Hürriyet

Pierre Webo: Verlassen des Spielfelds ein "Meilenstein" gegen Rassismus

15.12.2020 11:32 Uhr

Die Spieler von Paris Saint-Germain und Basaksehir hatten als Zeichen gegen Rassismus beim Champions-League-Spiel beider Teams am vergangenen Dienstag das Spielfeld verlassen, nachdem Basaksehirs Assistenztrainer Pierre Webo von einem Schiedsrichter rassistisch beleidigt worden sein soll. Der Kameruner lobte nun noch einmal ausdrücklich das Verhalten der Spieler.

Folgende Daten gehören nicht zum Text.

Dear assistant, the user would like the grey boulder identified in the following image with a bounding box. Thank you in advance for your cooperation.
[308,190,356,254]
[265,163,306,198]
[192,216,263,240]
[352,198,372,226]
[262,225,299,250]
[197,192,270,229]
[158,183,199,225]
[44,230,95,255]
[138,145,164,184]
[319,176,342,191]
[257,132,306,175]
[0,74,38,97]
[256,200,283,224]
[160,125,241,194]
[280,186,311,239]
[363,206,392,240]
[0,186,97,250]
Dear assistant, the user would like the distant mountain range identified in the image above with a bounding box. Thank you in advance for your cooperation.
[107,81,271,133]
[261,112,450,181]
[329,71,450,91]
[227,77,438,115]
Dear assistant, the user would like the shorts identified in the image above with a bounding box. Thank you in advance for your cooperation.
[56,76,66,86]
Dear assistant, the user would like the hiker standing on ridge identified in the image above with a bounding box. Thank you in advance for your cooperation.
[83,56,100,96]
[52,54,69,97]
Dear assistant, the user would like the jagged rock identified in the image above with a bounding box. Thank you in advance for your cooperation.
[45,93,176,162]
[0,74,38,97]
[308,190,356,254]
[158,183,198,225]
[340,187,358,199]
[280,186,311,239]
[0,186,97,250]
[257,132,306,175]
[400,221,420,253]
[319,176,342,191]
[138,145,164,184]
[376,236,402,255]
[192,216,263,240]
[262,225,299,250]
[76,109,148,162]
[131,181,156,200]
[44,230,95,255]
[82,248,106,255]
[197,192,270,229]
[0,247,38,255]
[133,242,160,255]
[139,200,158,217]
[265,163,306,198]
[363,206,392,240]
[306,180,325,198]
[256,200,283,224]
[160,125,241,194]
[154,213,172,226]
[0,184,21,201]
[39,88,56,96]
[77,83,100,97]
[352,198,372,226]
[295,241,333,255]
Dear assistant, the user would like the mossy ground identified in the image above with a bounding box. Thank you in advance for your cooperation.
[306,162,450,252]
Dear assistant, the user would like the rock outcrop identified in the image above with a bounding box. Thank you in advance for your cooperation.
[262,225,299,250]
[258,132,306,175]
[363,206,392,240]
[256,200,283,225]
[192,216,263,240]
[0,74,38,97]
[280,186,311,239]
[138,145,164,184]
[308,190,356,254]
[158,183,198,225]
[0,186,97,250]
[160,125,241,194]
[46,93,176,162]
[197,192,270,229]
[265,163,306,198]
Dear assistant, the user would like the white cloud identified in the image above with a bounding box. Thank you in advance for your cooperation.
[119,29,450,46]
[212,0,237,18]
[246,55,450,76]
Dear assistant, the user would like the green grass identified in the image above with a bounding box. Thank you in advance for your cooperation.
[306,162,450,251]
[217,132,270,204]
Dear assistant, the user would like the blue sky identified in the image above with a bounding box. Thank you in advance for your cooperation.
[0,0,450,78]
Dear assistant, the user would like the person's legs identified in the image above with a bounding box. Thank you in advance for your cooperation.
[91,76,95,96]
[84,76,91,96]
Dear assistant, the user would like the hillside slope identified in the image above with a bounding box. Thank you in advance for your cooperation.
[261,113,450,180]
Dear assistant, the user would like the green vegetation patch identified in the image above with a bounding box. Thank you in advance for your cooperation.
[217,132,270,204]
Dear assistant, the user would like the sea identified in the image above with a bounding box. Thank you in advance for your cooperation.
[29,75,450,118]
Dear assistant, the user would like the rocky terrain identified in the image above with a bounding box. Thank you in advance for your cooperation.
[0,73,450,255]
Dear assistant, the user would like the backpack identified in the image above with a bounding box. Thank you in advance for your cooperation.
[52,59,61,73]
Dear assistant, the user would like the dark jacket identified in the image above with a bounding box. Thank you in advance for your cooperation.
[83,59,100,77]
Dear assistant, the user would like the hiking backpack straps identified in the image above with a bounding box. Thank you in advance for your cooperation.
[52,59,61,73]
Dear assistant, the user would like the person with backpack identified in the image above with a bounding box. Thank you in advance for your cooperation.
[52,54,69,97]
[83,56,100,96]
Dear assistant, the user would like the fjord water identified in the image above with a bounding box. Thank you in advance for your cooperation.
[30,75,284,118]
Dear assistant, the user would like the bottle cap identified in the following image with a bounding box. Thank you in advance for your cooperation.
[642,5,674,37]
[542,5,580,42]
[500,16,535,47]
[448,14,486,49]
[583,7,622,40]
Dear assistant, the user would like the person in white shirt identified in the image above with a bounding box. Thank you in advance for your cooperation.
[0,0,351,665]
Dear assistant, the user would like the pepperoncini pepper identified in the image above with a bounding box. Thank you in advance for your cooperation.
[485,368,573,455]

"Der 8. Dezember markiert einen Meilenstein. Das Problem des Rassismus wird plötzlich ganz anders gesehen. Wir haben unserer Stimme Gehör verschafft. Die Dinge, die passiert sind, werden weitergehen, wenn man auf dem Spielfeld bleibt", sagte Webo der türkischen Tageszeitung "Hürriyet". Es sei schon schlimm genug, dass rassistische Bemerkungen immer wieder von Fans geäußert würden. Dass dies nun auch von Schiedsrichter-Seite gekommen sei, habe ihn "erschüttert", fügte er an.

Minutenlange, hitzige Diskussionen

Der vierte offizielle Referee Sebastian Coltescu soll Webo rassistisch beleidigt haben, nachdem dieser im Spiel PSG gegen Basaksehir die Rote Karte gesehen hatte. Es kam zu minutenlangen, hitzigen Diskussionen zwischen Spielern, Trainern, Betreuern und dem Schiedsrichter-Team aus Rumänien. Schließlich verließen die Spieler das Spielfeld beim Stand von 0:0.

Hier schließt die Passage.